Last time

How do we put soft-margin SVM into the empirical risk minimization framework?

Use hinge loss—is equivalent to convex problem.

$\mathrm{min}_{w,b} \{ \sum_n \ell^{\mathrm{hinge}}(y_n, h(x_n)) + \dfrac{\lambda}{2}||w||^2_2\}$

How do we kernelize SVM?

SVM primal problem: $\min_{w,b,\xi} \dfrac{1}{2}||w||^2_2 | + C\sum \xi_n$

Note the dual problem: swap the max and min.

$d^* \leq p^*$

The dual formation yields a kernalizable SVM

We can interpret the solution as the following:

Points that are on the margin, within the margin, and incorrect points all are the support vectors.

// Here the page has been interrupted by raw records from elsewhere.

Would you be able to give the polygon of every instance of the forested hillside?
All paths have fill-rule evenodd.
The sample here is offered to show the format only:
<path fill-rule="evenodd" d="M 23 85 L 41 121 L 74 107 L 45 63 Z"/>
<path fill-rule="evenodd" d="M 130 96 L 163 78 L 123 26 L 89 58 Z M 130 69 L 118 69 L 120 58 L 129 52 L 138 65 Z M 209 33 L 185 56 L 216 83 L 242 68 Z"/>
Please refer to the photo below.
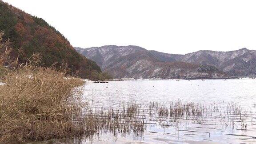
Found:
<path fill-rule="evenodd" d="M 49 67 L 57 62 L 60 67 L 67 64 L 68 72 L 76 72 L 84 78 L 102 79 L 100 67 L 95 62 L 76 52 L 68 40 L 41 18 L 0 0 L 0 32 L 4 32 L 4 40 L 9 39 L 13 50 L 11 57 L 20 52 L 20 63 L 34 53 L 43 56 L 42 66 Z M 4 52 L 1 50 L 0 52 Z"/>

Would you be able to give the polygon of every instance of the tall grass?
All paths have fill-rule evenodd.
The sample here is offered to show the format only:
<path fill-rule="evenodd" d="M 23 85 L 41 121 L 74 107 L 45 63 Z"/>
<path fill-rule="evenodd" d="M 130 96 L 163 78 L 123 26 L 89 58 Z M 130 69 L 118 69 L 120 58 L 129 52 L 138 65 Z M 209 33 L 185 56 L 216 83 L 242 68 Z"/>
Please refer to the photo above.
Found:
<path fill-rule="evenodd" d="M 8 42 L 0 44 L 0 80 L 4 84 L 0 85 L 0 143 L 83 134 L 73 120 L 86 104 L 80 100 L 83 81 L 56 70 L 54 65 L 39 66 L 39 54 L 19 65 L 8 61 Z M 11 64 L 16 64 L 12 68 Z"/>

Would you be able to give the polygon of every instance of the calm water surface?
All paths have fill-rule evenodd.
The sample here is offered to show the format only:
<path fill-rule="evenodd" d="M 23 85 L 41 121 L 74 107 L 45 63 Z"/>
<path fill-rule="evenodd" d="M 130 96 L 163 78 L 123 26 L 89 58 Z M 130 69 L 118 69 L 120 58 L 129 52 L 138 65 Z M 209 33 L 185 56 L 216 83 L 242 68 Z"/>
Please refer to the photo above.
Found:
<path fill-rule="evenodd" d="M 245 117 L 243 122 L 247 127 L 246 130 L 242 129 L 240 115 L 225 116 L 227 112 L 221 112 L 207 114 L 202 118 L 203 122 L 200 124 L 192 119 L 181 120 L 178 126 L 175 127 L 161 127 L 157 121 L 168 120 L 158 118 L 154 124 L 147 125 L 142 137 L 132 134 L 124 137 L 103 134 L 90 142 L 256 143 L 255 79 L 144 80 L 86 84 L 83 96 L 91 106 L 106 108 L 118 108 L 123 104 L 132 102 L 146 104 L 155 101 L 164 105 L 179 100 L 205 106 L 214 104 L 225 110 L 228 104 L 233 103 L 243 110 Z M 233 123 L 235 125 L 230 124 Z"/>

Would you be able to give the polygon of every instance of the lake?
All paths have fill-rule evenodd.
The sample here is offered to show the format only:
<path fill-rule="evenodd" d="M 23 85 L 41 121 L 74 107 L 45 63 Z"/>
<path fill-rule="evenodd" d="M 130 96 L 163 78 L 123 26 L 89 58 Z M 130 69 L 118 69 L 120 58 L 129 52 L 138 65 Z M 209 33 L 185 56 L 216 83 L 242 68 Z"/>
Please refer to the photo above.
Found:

Summary: Primal and Dual for SVM

Dual: $\mathrm{max}_\alpha \sum_n \alpha_n - \dfrac{1}{2}y_my_n\alpha_m\alpha_n \phi(x_m)^T\phi(x_n)$

$w = \sum y_n\alpha_n \phi(x_n)$

$b = y_n - w^T\phi(x_n)$

Prediction: $h(x) = \mathrm{sgn}(\sum y_n\alpha_n k(x_n,x) + b)$

Ensemble Learning

Consider a set of predictors, combine them into a more accurate predictor.

Could do with majority vote or weighted majority vote.